Gebruiken huisartsen hun eigen richtlijn voor SOLK al voldoende?

Gebruiken huisartsen hun eigen richtlijn voor SOLK al voldoende?

Bron: artikel is afkomstig van solk.nl

In 2013 bracht het Nederlands Huisartsen Genootschap (NHG) een richtlijn uit rondom somatisch onvoldoende verklaarde lichamelijke klachten (SOLK). Deze richtlijn geeft huisartsen handvaten voor de diagnostiek en behandeling van SOLK. In de diagnostiek staat bijvoorbeeld centraal alle dimensies van een lichamelijke klacht uit te diepen, bijvoorbeeld door gebruik te maken van het ‘SCEGS’-model (somatische, cognitieve-, emotionele-, gedragsmatige- en sociale aspecten). Verder wordt geadviseerd terughoudend te zijn met verwijzingen en aanvullend onderzoek en het verloop van de klachten in de tijd te volgen. Ook geeft de richtlijn een stapsgewijs advies rondom de behandeling, bijvoorbeeld verwijzing naar de ggz.

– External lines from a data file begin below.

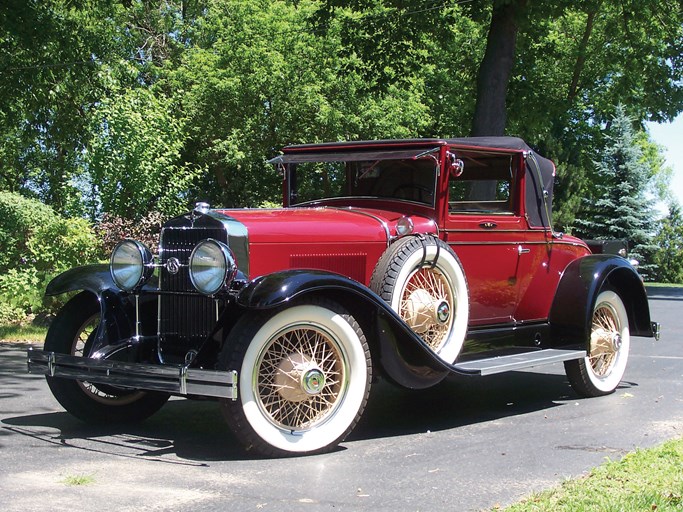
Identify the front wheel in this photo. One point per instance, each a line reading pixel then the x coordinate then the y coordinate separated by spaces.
pixel 304 378
pixel 72 332
pixel 601 371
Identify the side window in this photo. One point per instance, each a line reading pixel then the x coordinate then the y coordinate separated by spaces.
pixel 485 186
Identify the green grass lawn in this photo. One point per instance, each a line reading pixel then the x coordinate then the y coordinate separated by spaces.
pixel 644 480
pixel 22 333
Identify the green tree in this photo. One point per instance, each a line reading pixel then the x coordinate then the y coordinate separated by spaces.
pixel 669 241
pixel 133 158
pixel 621 207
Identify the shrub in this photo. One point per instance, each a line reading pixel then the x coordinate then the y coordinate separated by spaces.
pixel 112 229
pixel 35 245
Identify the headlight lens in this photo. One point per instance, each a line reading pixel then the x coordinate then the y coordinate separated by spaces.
pixel 212 266
pixel 130 264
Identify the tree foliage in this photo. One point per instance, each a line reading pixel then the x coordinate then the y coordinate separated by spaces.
pixel 621 206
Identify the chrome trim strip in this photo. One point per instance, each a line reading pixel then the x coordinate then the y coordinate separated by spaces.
pixel 169 379
pixel 518 242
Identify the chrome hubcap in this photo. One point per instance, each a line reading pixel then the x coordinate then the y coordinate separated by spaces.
pixel 313 381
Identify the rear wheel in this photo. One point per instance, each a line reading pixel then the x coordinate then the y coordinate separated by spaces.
pixel 304 378
pixel 601 371
pixel 72 333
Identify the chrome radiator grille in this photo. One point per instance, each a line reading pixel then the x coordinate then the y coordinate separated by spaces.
pixel 185 317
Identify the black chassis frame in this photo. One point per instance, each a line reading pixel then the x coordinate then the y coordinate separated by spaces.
pixel 120 343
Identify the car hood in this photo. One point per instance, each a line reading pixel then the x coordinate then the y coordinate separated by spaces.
pixel 320 225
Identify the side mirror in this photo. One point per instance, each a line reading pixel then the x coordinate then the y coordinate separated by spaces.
pixel 454 165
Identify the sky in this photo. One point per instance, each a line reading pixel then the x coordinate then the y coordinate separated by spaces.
pixel 670 136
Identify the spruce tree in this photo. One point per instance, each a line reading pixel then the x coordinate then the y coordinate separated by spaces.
pixel 622 205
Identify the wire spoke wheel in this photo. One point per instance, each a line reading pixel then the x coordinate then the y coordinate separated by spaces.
pixel 300 377
pixel 304 377
pixel 605 339
pixel 601 371
pixel 426 303
pixel 422 279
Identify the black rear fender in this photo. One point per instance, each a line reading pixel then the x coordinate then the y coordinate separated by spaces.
pixel 572 309
pixel 398 350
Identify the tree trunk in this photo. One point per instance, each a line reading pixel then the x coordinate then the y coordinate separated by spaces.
pixel 581 55
pixel 494 71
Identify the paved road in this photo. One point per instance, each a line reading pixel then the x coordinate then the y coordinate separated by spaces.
pixel 461 446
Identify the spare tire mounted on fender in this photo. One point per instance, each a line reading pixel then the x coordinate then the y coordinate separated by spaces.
pixel 423 281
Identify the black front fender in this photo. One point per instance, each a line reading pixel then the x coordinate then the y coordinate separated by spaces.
pixel 572 309
pixel 117 308
pixel 403 355
pixel 91 278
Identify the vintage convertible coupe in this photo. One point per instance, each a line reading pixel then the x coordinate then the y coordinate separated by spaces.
pixel 409 260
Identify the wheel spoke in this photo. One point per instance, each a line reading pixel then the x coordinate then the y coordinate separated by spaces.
pixel 289 405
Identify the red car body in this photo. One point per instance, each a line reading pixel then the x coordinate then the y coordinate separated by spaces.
pixel 409 260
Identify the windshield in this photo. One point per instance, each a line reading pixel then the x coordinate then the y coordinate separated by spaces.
pixel 408 179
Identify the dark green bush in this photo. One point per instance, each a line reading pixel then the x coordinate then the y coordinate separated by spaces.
pixel 35 245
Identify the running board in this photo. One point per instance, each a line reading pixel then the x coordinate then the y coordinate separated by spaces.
pixel 520 361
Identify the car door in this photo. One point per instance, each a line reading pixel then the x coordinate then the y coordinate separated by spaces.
pixel 484 228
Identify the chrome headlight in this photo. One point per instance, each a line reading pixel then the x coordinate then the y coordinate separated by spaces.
pixel 212 266
pixel 130 264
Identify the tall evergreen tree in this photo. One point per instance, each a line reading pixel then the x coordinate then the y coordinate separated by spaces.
pixel 621 206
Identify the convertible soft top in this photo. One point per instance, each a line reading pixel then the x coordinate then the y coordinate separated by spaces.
pixel 540 171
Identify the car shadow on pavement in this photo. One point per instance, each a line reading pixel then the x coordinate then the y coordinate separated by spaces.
pixel 194 432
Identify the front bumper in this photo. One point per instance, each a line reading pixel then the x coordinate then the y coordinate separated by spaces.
pixel 177 380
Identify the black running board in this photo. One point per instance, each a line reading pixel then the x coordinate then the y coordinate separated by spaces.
pixel 523 361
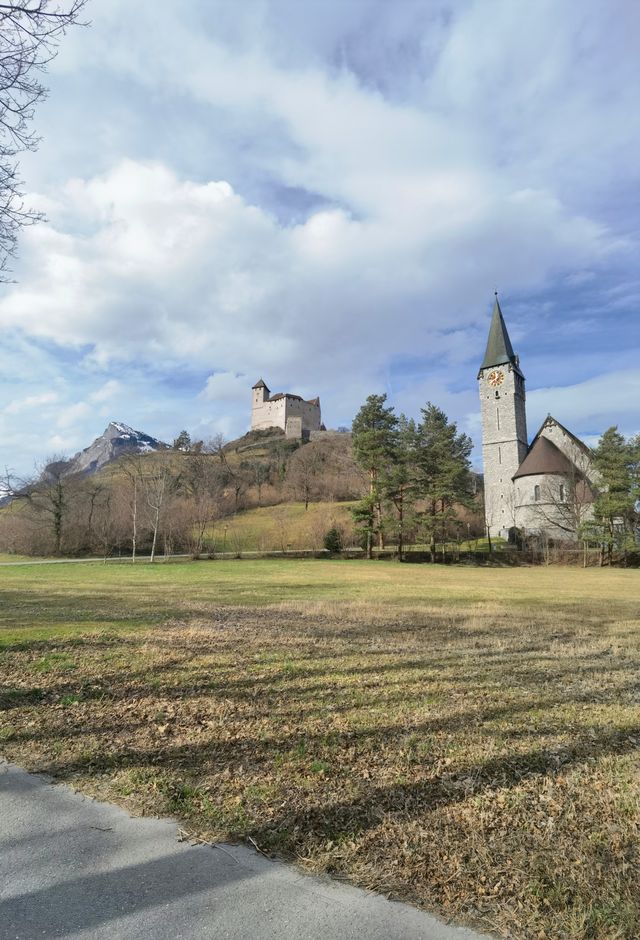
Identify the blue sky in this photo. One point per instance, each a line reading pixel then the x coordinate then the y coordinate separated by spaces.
pixel 326 194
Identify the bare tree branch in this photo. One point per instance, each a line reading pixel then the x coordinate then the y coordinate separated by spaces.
pixel 29 33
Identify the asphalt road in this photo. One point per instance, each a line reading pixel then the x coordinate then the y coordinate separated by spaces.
pixel 72 867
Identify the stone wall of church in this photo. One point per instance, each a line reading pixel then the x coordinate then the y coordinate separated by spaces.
pixel 504 445
pixel 546 502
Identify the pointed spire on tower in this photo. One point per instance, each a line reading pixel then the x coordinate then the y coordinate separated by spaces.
pixel 499 350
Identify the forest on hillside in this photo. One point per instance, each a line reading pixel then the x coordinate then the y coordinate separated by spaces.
pixel 198 498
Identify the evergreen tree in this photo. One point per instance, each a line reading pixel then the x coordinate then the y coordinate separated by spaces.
pixel 182 441
pixel 442 471
pixel 398 480
pixel 615 507
pixel 375 433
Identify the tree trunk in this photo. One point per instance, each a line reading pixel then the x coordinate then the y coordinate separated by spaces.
pixel 155 533
pixel 134 521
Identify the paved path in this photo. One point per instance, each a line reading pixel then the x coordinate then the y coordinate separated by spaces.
pixel 72 867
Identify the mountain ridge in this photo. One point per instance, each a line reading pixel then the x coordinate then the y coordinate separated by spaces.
pixel 116 440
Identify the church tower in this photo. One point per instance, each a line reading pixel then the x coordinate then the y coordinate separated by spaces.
pixel 504 425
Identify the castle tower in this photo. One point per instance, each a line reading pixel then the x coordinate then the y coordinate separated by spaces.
pixel 504 425
pixel 260 393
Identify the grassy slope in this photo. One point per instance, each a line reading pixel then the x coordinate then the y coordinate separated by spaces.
pixel 287 525
pixel 466 738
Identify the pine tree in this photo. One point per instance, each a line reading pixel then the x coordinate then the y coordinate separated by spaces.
pixel 442 471
pixel 375 431
pixel 398 483
pixel 616 462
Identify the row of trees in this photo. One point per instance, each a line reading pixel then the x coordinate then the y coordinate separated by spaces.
pixel 419 475
pixel 168 501
pixel 615 525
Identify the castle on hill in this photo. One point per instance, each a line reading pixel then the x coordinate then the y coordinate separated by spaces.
pixel 292 413
pixel 546 487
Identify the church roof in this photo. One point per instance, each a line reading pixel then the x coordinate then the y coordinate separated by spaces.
pixel 499 349
pixel 543 457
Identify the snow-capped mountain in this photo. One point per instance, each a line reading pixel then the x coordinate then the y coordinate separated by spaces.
pixel 116 440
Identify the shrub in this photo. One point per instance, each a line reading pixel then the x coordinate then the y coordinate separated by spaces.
pixel 333 541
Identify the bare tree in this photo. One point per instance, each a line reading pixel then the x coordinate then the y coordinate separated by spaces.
pixel 202 483
pixel 29 33
pixel 303 471
pixel 131 467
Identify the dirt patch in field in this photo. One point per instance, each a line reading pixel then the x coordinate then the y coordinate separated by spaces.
pixel 476 764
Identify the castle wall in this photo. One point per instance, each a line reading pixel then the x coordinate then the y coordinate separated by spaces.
pixel 308 413
pixel 269 414
pixel 275 413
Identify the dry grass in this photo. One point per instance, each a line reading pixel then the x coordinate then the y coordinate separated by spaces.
pixel 465 739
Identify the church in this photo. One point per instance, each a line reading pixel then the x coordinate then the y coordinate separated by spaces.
pixel 545 488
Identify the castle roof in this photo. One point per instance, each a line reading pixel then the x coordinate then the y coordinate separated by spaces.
pixel 499 350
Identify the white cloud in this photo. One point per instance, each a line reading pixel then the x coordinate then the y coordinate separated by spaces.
pixel 314 196
pixel 592 403
pixel 107 392
pixel 227 387
pixel 17 406
pixel 69 416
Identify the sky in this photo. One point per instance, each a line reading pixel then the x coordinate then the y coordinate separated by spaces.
pixel 326 195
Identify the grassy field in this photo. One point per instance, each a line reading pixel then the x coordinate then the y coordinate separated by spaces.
pixel 467 739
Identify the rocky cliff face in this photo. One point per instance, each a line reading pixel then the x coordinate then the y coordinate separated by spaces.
pixel 117 440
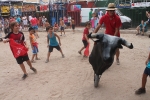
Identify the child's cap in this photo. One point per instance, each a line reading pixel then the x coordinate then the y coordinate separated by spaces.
pixel 30 28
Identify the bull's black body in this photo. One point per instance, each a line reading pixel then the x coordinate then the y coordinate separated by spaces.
pixel 102 55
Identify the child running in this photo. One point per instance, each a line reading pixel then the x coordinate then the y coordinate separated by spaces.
pixel 73 25
pixel 52 42
pixel 34 45
pixel 85 39
pixel 146 73
pixel 19 38
pixel 62 28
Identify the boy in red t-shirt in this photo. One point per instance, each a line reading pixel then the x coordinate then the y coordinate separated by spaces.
pixel 85 39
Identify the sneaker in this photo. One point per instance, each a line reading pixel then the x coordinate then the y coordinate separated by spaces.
pixel 46 61
pixel 140 91
pixel 34 70
pixel 24 76
pixel 63 56
pixel 37 59
pixel 118 62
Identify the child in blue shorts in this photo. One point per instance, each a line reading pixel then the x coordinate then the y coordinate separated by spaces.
pixel 52 42
pixel 144 78
pixel 34 45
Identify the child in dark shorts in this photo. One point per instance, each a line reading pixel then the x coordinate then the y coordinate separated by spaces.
pixel 144 77
pixel 19 38
pixel 85 39
pixel 34 45
pixel 52 42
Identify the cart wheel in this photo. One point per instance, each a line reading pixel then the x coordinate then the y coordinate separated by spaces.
pixel 96 80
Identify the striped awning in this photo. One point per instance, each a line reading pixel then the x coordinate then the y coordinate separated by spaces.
pixel 11 0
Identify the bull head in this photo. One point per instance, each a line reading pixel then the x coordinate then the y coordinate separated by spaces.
pixel 102 55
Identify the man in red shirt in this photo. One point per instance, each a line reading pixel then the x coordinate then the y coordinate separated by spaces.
pixel 112 23
pixel 34 24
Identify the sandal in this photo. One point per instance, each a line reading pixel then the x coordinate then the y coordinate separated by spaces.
pixel 33 69
pixel 46 61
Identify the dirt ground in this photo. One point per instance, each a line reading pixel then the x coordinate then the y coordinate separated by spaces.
pixel 71 78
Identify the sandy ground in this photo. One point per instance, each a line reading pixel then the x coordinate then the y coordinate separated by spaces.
pixel 71 78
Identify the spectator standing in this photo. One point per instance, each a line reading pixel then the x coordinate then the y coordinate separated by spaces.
pixel 112 23
pixel 142 28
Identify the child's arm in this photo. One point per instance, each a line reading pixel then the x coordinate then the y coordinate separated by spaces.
pixel 147 59
pixel 31 42
pixel 87 39
pixel 47 41
pixel 58 38
pixel 6 40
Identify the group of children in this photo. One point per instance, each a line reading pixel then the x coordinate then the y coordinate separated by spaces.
pixel 19 39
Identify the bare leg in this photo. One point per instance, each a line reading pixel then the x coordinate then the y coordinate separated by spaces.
pixel 81 49
pixel 138 29
pixel 33 57
pixel 61 52
pixel 64 32
pixel 144 80
pixel 37 36
pixel 29 63
pixel 23 68
pixel 117 54
pixel 143 31
pixel 61 32
pixel 36 57
pixel 48 55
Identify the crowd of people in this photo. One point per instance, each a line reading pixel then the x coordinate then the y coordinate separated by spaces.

Het hier besproken onderzoek van Kitnikova e.a. uit 2018 richt zich op de vijf jaar na de introductie van de NHG-richtlijn SOLK en bekijkt in welke mate huisartsen de richtlijn volgen bij patiënten met persisterende SOLK. In totaal werd er data onderzocht van 77 patiënten uit 30 verschillende huisartspraktijken (in totaal 1035 SOLK-consulten, gemiddeld aantal van 2-3 SOLK-consulten per patiënt per jaar). De verslaglegging van de consulten werd nagelezen in het elektronisch dossier. Door de beschreven handelingen per patiënt in tijd te vergelijken met de richtlijn kon een idee worden gevormd in welke mate de richtlijn werd nageleefd.

De resultaten laten zien dat de richtlijn deels gevolgd werd. Naast de lichamelijke klacht uitvragen (de somatische dimensie), werd er vaak lichamelijk of aanvullend onderzoek verricht door de huisarts. Veel dimensies van de lichamelijke klachten werden echter uiteindelijk niet uitgevraagd (slechts in 3.5% van de gevallen was er verslaglegging van een volledig SCEGS-model). Ook een gezamenlijk verklaringsmodel werd in de minderheid van de gevallen gemaakt. Er werd frequent medicatie voorgeschreven (24.6%), met name pijnmedicatie. Bij blijvende SOLK werd vaak uitblijven herstel bediscussieerd en soms frequentie van afspraken verhoogd. Patiënten werden weinig doorverwezen naar de ggz (namelijk 0.5% naar een psycholoog en 0.1% naar een psychiater).

De conclusie van de onderzoekers is dat het wenselijk is dat strategieën die meer focussen op luisteren naar de patiënt en hem of haar betrekken in het diagnostisch- en behandelproces (bijvoorbeeld het opstellen van een gezamenlijk gedeeld verklaringsmodel) vaker gebruikt zouden kunnen worden. Ook zouden patiënten vaker doorverwezen kunnen worden voor behandeling van SOLK, bijvoorbeeld in de ggz.

Vanuit de praktijk als huisarts in opleiding herken ik hetgeen in dit onderzoek wordt uitgelicht. Huisartsen hebben vaak hun eigen manieren ontwikkeld van consultvoering. Een verandering hierin is moeilijk en kost tijd, waarschijnlijk meer dan een paar jaar. Ook ontbreekt het soms aan een overzicht voor verwijsmogelijkheden in de regio naar ggz, specifiek gericht op lichamelijke klachten. Steeds meer huisartsopleidingen gebruiken echter de richtlijn in het onderwijs over SOLK, wat mij een goede ontwikkeling lijkt.

Sitnikova K, Pret-Oskam R, Dijkstra-Kersten SMA, Leone SS, van Marwijk HWJ, van der Horst HE, van der Wouden JC. Management of patients with persistent medically unexplained symptoms: a descriptive study. BMC Fam Pract. 2018;19(1):88. 

Olde Hartman TC, Blankenstein AH, Molenaar B, Bentz van den Berg D, Van der Horst H, Arnold IA, et al. NHG Standaard SOLK. Huisarts Wet. 2013;56(5):222.